= Ariel & Zoey & Eli, Too =

Three real-life siblings, Ariel, Zoey and Elijah Engelbert, consist the group called "Ariel, Zoey & Eli". Ariel and Zoey are identical twin sisters born in 1998 (26–27 years old) while Elijah was born in 2001 (23–24 years old). As of January 2018, the siblings earned a Facebook fanbase approaching 3,000,000 where their videos had been viewed over 100 million times. In 2015, the siblings received a Daytime Emmy nomination in the category: "Outstanding Original Song", becoming the youngest-ever to receive a nomination in that category.

The siblings earn two TV shows. First, Ariel & Zoey & Eli, Too, is a nationally syndicated children's musical variety program. The show entered syndication in September 2010. Guests appearing on the show include Kevin Costner, Miranda Cosgrove and "American Idol" runner-up David Archuleta.

In Summer 2012, Ariel, Zoey and Eli were introduced to Jim Peterik. Peterik is the Grammy Award-winning songwriter ("Eye of the Tiger", "Vehicle", "The Search is Over"), had composed a new song about anti-bullying titled "Hey Bully!" and asked the siblings to record it.

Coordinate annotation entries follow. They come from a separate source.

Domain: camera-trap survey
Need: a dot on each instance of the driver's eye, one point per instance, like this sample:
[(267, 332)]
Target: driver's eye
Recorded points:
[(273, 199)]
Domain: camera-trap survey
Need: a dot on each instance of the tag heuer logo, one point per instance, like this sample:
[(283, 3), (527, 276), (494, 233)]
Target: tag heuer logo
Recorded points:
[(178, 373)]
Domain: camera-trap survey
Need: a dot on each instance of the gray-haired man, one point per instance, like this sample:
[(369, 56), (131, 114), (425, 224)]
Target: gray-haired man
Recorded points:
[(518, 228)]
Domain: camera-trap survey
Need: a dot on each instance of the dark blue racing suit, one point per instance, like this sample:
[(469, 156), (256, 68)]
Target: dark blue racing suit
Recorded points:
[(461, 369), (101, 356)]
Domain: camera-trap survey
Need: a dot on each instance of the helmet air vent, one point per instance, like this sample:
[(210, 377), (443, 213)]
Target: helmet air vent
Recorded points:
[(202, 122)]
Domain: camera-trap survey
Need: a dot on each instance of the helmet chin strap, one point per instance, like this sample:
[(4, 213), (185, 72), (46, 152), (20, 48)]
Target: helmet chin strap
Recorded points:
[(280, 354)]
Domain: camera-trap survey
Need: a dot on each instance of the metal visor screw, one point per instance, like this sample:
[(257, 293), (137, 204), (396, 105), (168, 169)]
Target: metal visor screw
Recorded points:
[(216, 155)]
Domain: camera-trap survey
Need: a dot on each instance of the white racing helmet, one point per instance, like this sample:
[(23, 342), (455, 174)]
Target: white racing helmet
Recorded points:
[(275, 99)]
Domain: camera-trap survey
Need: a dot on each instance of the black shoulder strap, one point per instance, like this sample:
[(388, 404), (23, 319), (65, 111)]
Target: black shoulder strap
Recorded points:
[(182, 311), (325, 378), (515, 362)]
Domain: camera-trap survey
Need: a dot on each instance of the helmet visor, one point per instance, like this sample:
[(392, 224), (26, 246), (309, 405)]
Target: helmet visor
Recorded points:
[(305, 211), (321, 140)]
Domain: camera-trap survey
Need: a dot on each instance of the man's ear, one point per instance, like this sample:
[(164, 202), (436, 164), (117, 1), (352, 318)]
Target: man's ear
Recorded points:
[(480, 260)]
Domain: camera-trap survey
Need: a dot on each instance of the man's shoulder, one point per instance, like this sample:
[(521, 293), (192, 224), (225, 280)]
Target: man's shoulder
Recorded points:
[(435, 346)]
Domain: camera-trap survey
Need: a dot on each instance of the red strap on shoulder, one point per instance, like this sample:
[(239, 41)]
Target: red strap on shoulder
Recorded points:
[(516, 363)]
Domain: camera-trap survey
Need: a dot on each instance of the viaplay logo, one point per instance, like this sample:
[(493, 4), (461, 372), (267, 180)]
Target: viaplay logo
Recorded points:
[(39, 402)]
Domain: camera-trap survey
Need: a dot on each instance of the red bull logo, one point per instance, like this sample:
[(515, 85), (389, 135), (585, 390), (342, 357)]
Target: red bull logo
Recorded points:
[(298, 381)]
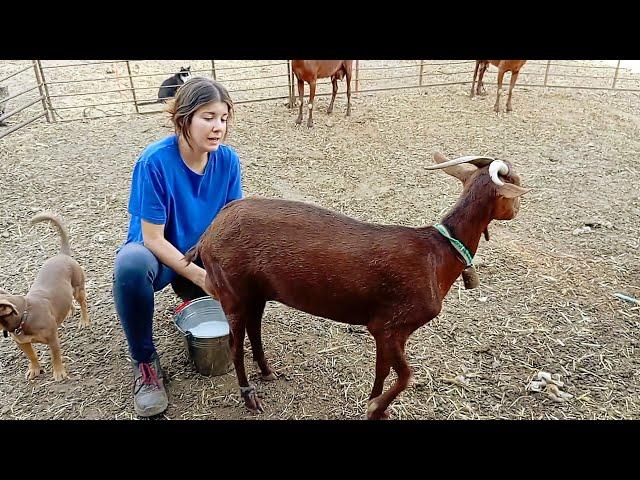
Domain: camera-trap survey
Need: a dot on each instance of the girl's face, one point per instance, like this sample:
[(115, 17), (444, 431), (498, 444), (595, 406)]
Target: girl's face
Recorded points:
[(208, 126)]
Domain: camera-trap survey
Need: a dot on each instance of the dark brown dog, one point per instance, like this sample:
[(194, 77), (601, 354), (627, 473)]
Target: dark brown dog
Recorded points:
[(36, 316)]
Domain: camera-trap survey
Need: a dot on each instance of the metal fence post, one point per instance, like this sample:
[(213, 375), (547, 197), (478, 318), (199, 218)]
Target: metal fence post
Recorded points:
[(46, 91), (40, 82), (133, 90), (615, 77)]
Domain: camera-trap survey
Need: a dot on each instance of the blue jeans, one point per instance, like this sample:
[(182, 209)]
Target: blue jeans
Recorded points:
[(137, 275)]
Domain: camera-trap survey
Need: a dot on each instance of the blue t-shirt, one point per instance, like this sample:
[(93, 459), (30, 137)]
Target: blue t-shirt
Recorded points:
[(165, 191)]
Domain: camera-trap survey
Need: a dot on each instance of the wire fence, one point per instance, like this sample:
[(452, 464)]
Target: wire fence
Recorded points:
[(63, 91)]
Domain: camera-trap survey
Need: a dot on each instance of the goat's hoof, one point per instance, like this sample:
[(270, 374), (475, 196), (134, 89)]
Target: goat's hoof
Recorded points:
[(60, 374), (374, 412), (269, 377), (375, 415), (251, 400)]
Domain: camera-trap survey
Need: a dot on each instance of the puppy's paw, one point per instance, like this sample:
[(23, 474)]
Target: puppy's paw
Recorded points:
[(33, 371), (60, 374)]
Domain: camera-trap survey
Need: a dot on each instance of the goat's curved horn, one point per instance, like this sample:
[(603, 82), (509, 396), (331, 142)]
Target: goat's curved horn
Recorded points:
[(496, 167), (478, 161)]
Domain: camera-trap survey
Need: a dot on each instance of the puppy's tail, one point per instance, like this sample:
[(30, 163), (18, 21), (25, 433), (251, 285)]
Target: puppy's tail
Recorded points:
[(64, 236)]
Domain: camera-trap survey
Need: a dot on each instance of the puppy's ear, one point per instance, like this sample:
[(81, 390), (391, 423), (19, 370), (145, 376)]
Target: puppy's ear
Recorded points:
[(7, 308)]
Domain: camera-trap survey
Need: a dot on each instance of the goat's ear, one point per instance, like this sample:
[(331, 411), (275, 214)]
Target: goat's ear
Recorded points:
[(7, 308), (510, 190), (461, 171)]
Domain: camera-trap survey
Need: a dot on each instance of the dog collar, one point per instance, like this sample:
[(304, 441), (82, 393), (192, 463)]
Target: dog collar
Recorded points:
[(457, 244)]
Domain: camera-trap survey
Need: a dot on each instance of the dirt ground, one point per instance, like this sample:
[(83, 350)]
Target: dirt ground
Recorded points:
[(546, 300)]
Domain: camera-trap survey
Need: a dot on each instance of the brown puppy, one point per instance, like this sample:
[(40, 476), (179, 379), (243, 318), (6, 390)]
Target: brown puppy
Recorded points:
[(36, 316)]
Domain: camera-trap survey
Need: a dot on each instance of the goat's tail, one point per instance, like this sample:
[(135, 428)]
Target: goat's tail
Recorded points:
[(64, 236), (193, 253)]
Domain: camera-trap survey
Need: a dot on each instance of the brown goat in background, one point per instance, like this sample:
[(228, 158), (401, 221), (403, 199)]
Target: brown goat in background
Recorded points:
[(310, 70), (390, 278), (504, 66)]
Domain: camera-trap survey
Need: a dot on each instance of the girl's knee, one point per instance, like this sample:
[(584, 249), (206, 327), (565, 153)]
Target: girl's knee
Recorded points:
[(135, 263)]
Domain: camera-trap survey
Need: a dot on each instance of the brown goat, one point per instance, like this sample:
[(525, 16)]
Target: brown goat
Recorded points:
[(504, 66), (392, 279), (310, 70)]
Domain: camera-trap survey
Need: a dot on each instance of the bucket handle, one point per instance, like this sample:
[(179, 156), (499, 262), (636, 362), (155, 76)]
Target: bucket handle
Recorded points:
[(181, 306)]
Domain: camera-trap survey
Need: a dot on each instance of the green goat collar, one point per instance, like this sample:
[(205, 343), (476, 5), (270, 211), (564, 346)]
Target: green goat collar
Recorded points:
[(457, 244)]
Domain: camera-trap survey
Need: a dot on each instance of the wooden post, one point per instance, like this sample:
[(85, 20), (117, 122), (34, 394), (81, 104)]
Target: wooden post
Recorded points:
[(46, 91), (40, 83), (615, 77), (133, 90), (546, 72)]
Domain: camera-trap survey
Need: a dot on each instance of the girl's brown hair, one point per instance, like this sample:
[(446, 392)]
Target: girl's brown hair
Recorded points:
[(191, 96)]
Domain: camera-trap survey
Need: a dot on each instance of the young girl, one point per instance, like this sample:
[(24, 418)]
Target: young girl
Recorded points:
[(179, 185)]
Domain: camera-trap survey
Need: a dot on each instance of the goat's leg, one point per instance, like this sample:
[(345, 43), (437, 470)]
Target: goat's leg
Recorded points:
[(514, 77), (334, 82), (238, 321), (312, 94), (301, 99), (254, 327), (383, 367), (348, 75), (496, 107), (480, 90), (475, 73), (394, 353)]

Over the following three months, the quartet recorded "Hey Bully!" and during that time, a new TV show, "Steal the Show" (a reality show following the quartet recording more new songs) would enter in production.

Networks/stations recently airing both Ariel & Zoey & Eli, Too and Steal the Show include NBC's owned-and-operated stations via Cozi TV, WTVS Detroit, WGTE-TV Toledo and ZUUS Country.